What this means for Pantheon
We run a multi-agent system with ~900 indexed documents. Our knowledge infrastructure is QMD (hybrid lex+vec+hyde search), cloud memory layer (cross-session user modeling), and the Library of Thoth (structured institutional memory). We don't have the enterprise data integration problem RUBICON is solving.
But we do have a query composition problem. QMD is single-hop: one query → one result set. Institutional memory questions are multi-step by nature. "What does the Pantheon believe about X?" should decompose into:
- Find "X" from pantheon-docs (lex)
- Find decisions about "X" from thoth-memories (vec)
- Filter by freshness > 2026-04-01
- Synthesize with uncertainty labels
This is exactly AQL's FIND chain. A thin composition layer on top of QMD — where the LLM writes the plan but execution is deterministic — would give us RUBICON's traceability without replacing our existing stack.

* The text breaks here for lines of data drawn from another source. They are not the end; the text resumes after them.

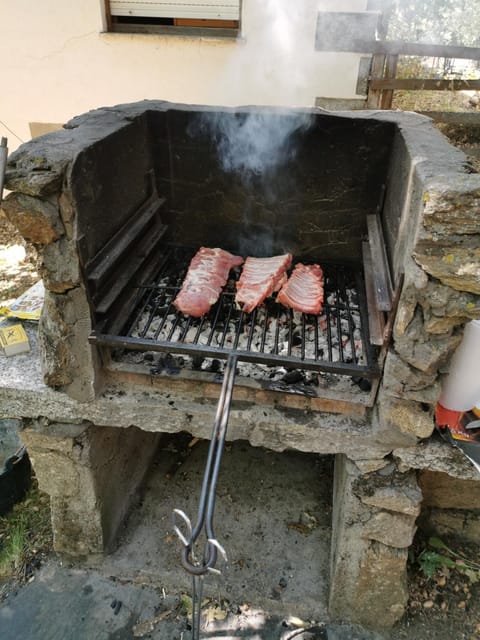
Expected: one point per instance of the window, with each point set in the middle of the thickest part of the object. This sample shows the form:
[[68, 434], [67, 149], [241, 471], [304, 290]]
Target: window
[[210, 17]]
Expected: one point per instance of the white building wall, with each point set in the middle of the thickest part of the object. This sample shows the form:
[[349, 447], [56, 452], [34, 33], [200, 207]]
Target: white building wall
[[58, 62]]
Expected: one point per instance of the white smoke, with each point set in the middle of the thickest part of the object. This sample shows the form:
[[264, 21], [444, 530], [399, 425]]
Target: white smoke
[[255, 142], [278, 31]]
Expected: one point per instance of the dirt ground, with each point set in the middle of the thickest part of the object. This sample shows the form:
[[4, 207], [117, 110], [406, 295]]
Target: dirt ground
[[445, 606]]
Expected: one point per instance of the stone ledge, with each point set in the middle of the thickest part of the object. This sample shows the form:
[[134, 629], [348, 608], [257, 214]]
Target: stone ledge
[[436, 455]]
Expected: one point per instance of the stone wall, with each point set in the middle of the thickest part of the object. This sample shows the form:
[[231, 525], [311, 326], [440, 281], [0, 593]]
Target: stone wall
[[436, 246], [91, 475]]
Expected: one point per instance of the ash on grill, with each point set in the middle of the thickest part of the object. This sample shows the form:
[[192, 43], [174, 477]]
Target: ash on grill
[[282, 348]]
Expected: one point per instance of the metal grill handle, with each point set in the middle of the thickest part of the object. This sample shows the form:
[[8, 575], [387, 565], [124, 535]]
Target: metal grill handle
[[207, 497]]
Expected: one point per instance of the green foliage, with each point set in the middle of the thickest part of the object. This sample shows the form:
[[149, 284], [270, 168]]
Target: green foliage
[[453, 22], [432, 562], [11, 553]]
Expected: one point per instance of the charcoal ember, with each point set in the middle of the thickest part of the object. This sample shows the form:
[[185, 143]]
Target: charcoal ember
[[197, 362], [215, 366], [293, 377], [172, 365], [167, 363], [313, 379], [299, 388], [296, 339], [363, 383]]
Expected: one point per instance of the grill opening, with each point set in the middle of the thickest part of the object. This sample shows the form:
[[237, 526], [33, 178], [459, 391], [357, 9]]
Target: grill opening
[[336, 341]]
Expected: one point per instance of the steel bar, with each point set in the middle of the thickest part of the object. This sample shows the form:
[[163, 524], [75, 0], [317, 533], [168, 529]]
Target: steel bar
[[207, 496]]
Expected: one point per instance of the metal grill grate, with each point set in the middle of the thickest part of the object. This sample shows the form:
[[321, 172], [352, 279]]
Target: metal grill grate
[[335, 341]]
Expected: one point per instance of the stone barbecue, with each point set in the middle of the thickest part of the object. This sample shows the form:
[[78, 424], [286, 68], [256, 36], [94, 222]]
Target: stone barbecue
[[122, 193]]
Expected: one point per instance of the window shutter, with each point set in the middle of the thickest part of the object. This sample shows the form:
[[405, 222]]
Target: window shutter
[[200, 9]]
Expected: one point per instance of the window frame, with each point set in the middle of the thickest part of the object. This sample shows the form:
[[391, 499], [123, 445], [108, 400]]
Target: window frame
[[181, 25]]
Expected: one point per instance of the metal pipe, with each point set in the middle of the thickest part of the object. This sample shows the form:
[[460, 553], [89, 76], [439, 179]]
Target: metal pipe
[[3, 164], [207, 496]]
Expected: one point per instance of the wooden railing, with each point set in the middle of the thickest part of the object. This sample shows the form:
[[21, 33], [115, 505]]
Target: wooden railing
[[383, 81]]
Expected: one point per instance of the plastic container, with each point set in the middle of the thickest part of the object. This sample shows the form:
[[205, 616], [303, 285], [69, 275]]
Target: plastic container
[[461, 389]]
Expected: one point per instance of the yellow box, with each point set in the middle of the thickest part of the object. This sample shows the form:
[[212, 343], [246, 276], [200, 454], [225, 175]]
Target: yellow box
[[13, 339]]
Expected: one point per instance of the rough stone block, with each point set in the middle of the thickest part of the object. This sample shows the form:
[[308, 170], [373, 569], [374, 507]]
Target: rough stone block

The bigger integration opportunity is typed memory objects. The Institutional Memory PRD already calls for structured objects (client profiles, decision records, workflow patterns). RUBICON's wrapper pattern is the implementation: each object type gets a schema contract enforced at write and normalized at read. QMD indexes typed objects rather than raw files, and queries return structured results with mandatory fields.
The verdict
RUBICON is a reference architecture, not a product. It's designed for problems an order of magnitude larger than Pantheon — 10+ heterogeneous, access-controlled data systems queried together. But it identifies a real blind spot in current agent design: the field is optimizing reasoning quality while the bottleneck is data coordination.
The ideas that scale down cleanly — query plan composability, typed wrappers, audit trails — are directly applicable to the next version of our knowledge infrastructure. The ones that don't — cost optimization, multi-source joins, enterprise access mediation — are problems we don't have.
Read the paper for the critique, steal the query algebra. The architecture itself is a 2028 problem. The insight is a 2026 one.
Paper: "An Alternate Agentic AI Architecture (It's About the Data)" — Wenz, Treutwein, Arenja, Demiralp, Stonebraker. arXiv:2604.21413, April 2026.